Über Doro Pesch und Günter Thiele hätte man sie fast vergessen: die anderen, ambitionierteren Töchter und Söhne Düsseldorfs. Propaganda. Denn Kraftwerk kommen auf "A Secret Wish" ja von ganz allein vor, und für Campino ist das eher nichts. Neben "Dr. Mabuse" und dem wunderbar gesungenen "Duel" bleiben von Propaganda vor allem die bizarren Videos und das strenge Gebaren von Susanne Freytag und Claudia Brücken in Erinnerung. Aber auch die damalige Annahme, dass "A Secret Wish" bestimmt auch ein Vierteljahrhundert nach seiner Veröffentlichung noch so maschinenkalt modern klingen wird wie im Sommer des Jahres 1985. Tut es aber nicht. In jeder Sekunde von "The Chase" oder "p:Machinery" wird unzweifelhaft deutlich, wann die Tracks der einzigen nennenswerten Propaganda-Platte entstanden sind.

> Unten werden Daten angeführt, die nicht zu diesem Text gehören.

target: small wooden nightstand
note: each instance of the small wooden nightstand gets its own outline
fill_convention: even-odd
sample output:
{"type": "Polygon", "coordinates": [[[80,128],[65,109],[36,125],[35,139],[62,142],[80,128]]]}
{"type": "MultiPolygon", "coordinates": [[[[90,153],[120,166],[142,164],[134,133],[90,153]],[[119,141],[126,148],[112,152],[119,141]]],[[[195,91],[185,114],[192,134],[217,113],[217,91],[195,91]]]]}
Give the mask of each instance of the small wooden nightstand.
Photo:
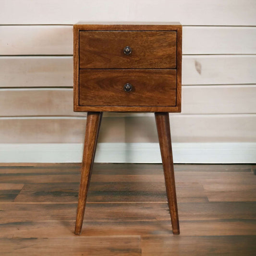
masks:
{"type": "Polygon", "coordinates": [[[169,112],[181,112],[182,26],[73,26],[74,111],[88,112],[75,233],[80,234],[102,112],[154,112],[174,234],[180,233],[169,112]]]}

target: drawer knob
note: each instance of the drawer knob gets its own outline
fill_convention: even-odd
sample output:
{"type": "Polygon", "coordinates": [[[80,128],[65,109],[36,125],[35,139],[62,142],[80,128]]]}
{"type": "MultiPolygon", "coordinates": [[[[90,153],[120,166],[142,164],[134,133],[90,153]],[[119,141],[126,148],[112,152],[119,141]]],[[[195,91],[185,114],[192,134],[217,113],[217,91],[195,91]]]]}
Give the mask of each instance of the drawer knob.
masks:
{"type": "Polygon", "coordinates": [[[130,92],[132,90],[132,89],[133,89],[133,86],[132,86],[132,85],[130,85],[130,84],[125,84],[125,85],[123,85],[123,89],[126,92],[130,92]]]}
{"type": "Polygon", "coordinates": [[[125,47],[123,48],[123,52],[125,54],[126,54],[126,55],[131,54],[132,53],[132,48],[131,48],[130,46],[125,46],[125,47]]]}

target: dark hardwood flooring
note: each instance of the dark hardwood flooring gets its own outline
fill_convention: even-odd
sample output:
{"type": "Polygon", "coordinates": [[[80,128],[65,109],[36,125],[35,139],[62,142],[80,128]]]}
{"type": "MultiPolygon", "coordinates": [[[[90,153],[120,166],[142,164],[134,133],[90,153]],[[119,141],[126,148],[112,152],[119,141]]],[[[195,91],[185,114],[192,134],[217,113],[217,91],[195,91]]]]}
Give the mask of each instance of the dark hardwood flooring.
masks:
{"type": "Polygon", "coordinates": [[[175,165],[173,235],[161,165],[95,164],[82,234],[79,164],[0,166],[0,255],[256,255],[251,165],[175,165]]]}

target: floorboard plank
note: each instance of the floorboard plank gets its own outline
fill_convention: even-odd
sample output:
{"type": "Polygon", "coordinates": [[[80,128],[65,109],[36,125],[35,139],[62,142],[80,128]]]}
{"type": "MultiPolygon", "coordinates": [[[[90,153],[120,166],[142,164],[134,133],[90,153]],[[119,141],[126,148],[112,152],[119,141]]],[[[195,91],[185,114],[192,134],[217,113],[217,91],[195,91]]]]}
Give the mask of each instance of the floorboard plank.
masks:
{"type": "Polygon", "coordinates": [[[251,165],[175,165],[181,234],[162,167],[96,164],[81,236],[80,164],[0,166],[1,255],[254,255],[251,165]]]}

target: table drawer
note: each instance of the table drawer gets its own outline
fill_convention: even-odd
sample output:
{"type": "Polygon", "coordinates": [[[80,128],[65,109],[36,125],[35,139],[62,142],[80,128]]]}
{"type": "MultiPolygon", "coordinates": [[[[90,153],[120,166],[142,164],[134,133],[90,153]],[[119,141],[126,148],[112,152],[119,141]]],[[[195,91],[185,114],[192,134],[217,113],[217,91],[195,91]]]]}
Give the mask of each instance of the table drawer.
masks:
{"type": "Polygon", "coordinates": [[[176,45],[175,31],[80,31],[79,67],[176,68],[176,45]]]}
{"type": "Polygon", "coordinates": [[[80,106],[175,106],[176,71],[81,69],[79,91],[80,106]]]}

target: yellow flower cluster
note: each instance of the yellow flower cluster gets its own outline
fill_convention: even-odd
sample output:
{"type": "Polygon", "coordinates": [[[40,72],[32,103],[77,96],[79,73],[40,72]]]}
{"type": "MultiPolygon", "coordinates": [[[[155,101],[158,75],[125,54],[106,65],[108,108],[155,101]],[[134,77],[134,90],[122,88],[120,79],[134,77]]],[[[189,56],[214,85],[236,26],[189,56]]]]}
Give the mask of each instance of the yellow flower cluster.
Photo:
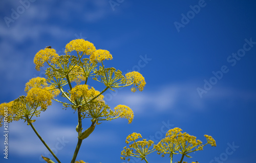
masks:
{"type": "Polygon", "coordinates": [[[91,62],[97,62],[100,63],[104,60],[112,60],[112,55],[110,52],[105,50],[97,50],[90,57],[91,62]]]}
{"type": "Polygon", "coordinates": [[[178,153],[175,153],[177,151],[187,157],[190,157],[187,154],[202,150],[203,147],[206,144],[210,144],[212,146],[216,146],[215,141],[210,136],[204,135],[206,137],[207,143],[202,145],[202,142],[197,140],[196,137],[190,135],[186,132],[182,133],[181,131],[182,130],[178,127],[168,131],[166,137],[162,139],[157,145],[154,146],[154,148],[158,151],[157,153],[162,153],[162,157],[164,156],[165,154],[170,154],[170,157],[172,157],[174,154],[178,153]]]}
{"type": "Polygon", "coordinates": [[[3,119],[6,117],[5,116],[6,114],[8,115],[8,117],[6,117],[7,119],[7,122],[10,122],[12,121],[12,120],[10,116],[13,116],[15,114],[16,112],[15,108],[13,108],[12,107],[13,104],[13,101],[11,101],[8,103],[4,103],[0,104],[0,127],[2,125],[3,119]],[[5,111],[5,110],[7,111],[5,111]]]}
{"type": "MultiPolygon", "coordinates": [[[[94,97],[98,96],[100,92],[98,91],[95,90],[94,87],[92,87],[91,89],[89,89],[88,91],[88,99],[92,99],[94,97]]],[[[96,100],[101,101],[101,102],[104,102],[104,100],[103,99],[104,98],[104,96],[102,95],[100,95],[99,96],[96,100]]]]}
{"type": "Polygon", "coordinates": [[[125,143],[128,144],[130,142],[134,141],[137,140],[139,137],[142,138],[140,133],[137,133],[136,132],[134,132],[130,135],[129,135],[126,137],[126,139],[125,140],[125,143]]]}
{"type": "Polygon", "coordinates": [[[206,138],[207,143],[211,146],[211,147],[216,147],[216,142],[211,136],[204,135],[204,137],[206,138]]]}
{"type": "Polygon", "coordinates": [[[133,111],[130,107],[125,105],[118,105],[116,106],[114,114],[120,118],[124,118],[128,120],[128,123],[131,123],[133,120],[133,111]]]}
{"type": "Polygon", "coordinates": [[[180,128],[178,127],[175,127],[172,129],[169,130],[169,131],[168,131],[168,132],[167,132],[166,133],[166,136],[176,135],[181,131],[182,131],[182,130],[180,128]]]}
{"type": "Polygon", "coordinates": [[[31,104],[40,103],[42,109],[46,109],[52,104],[52,100],[60,93],[54,86],[47,86],[46,79],[37,77],[31,79],[26,84],[26,100],[31,104]]]}
{"type": "Polygon", "coordinates": [[[84,76],[82,68],[78,65],[76,65],[73,68],[69,75],[71,81],[75,81],[77,84],[79,84],[82,81],[86,81],[86,77],[84,76]]]}
{"type": "Polygon", "coordinates": [[[70,91],[70,98],[73,101],[87,96],[89,89],[86,84],[77,85],[70,91]]]}
{"type": "Polygon", "coordinates": [[[28,91],[32,88],[43,88],[47,85],[46,79],[44,78],[36,77],[32,78],[28,82],[26,83],[25,91],[28,91]]]}
{"type": "MultiPolygon", "coordinates": [[[[86,84],[77,85],[70,91],[71,99],[73,101],[75,101],[75,100],[80,101],[80,99],[82,99],[90,100],[98,96],[100,92],[96,90],[93,87],[89,89],[89,86],[86,84]]],[[[96,100],[104,102],[103,98],[104,96],[100,95],[96,100]]]]}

Trevor Horn, der sich wie Quincy Jones von der Band begeistern ließ, die Produktion von "A Secret Wish" aber aus Zeitgründen (Frankie Goes To Hollywood!) an Sidekick Steve Lipson abgeben musste, übertrieb dann auch gleich mal ein wenig: "If you listen to Michael Jackson around that time, he started to sound a lot like Propaganda. A lot of industrial sounds." Bonus: Outtakes, Remixe und der "20-minute cassette mix of 'Duel'". (6) Jan Wigger


Wertung: Von "0" (absolutes Desaster) bis "10" (absoluter Klassiker)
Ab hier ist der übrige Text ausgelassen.